Além disso, no app para eventos os chatbots poderiam, por exemplo, atuar no agendamento ativo de reuniões, help desk, localização no local do evento, estímulo à participação em votações, quiz, perguntas e feedback, além de alertas proativos de updates e anúncios. Para Fernando, “todas essas funcionalidades mencionadas poderiam ser executadas por um bot”.

E também não podemos deixar de lado a possibilidade do uso de um bot para aumentar o engajamento entre participantes, organização, palestrantes e expositores, “talvez estimulando o contato entre eles, a partir de uma análise do perfil e dos interesses de cada um naquele evento”.

… e mil e uma vantagens

Incorporar um chatbot ao app para eventos não é uma tarefa complicada. O seu desenvolvimento é razoavelmente simples, desde que não inclua sofisticadas técnicas de aprendizado de máquinas e Inteligência Artificial – sim, muitos bots já estão “inteligentes”, como os assistentes virtuais.

Mas é possível construir um bot inteligente baseado em regras mais simples, adequadas para atender as necessidades de um app para eventos. O mercado já oferece diversas plataformas para construir, hospedar e implantar chatbots, com custo bem razoável.

E, então, o chatbot já está implantado no app para eventos. Antes, durante e depois do evento, certamente todos os envolvidos terão muitas dúvidas. Em vez de contar com uma pessoa para responder a perguntas simples como, “qual a senha do wi-fi”, “onde está localizado o stand X” ou “a que horas começa a sessão y”, um chatbot pode perfeitamente solucionar essas dúvidas.
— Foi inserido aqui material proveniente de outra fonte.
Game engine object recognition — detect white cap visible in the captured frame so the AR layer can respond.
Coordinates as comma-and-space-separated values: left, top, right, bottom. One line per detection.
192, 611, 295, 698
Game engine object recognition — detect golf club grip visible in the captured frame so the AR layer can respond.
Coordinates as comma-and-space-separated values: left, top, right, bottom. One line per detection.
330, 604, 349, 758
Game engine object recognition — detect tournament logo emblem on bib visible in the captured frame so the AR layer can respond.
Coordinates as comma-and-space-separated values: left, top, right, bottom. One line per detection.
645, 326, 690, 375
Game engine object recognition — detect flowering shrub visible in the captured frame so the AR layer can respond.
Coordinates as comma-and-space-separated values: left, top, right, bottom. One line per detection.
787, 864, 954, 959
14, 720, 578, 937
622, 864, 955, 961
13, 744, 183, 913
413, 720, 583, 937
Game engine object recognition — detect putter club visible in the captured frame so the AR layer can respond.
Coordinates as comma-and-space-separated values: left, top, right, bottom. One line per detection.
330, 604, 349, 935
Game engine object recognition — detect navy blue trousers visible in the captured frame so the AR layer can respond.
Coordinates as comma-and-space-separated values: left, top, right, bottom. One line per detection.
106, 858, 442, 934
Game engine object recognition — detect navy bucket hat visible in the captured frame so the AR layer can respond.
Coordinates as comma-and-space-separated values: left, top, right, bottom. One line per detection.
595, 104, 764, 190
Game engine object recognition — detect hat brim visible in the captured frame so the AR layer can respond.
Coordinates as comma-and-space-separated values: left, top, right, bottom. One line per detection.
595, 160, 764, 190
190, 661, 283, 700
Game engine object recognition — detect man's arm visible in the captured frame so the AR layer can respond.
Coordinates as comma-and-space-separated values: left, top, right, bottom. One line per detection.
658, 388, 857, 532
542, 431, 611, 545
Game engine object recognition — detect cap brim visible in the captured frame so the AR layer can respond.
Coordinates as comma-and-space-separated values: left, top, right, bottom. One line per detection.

Tudo isso leva a uma maior interação da marca com os participantes, palestrantes e expositores, com ainda mais personalização, quase que como um assistente pessoal, resultando em:

  • Mais agilidade, redução de custo e de pessoal
  • Interações mais rápidas – ao contrário de nós, humanos, os chatbots estão prontos para trabalhar 24×7
  • Participantes, palestrantes e expositores acessam informações e interagem com mais facilidade
  • Organizadores ganham maior capacidade de reunir dados em tempo real com questionários

Claro que isso exige tempo e esforço – nada vem de graça – e cooperação entre desenvolvedores e clientes. Do ponto de vista do negócio, é essa colaboração entre as equipes de desenvolvimento e os responsáveis pela organização do evento que vai garantir a sua eficiência e sucesso, com uma “conversa” alinhada à marca.

E esse tema ainda vai render muito. Fernando destaca que “organizamos o Bots Experience Day no fim de março, em São Paulo. O uso de bots em eventos não chegou a ser abordado, mas é uma vertical que pode utilizá-los, sem dúvida”.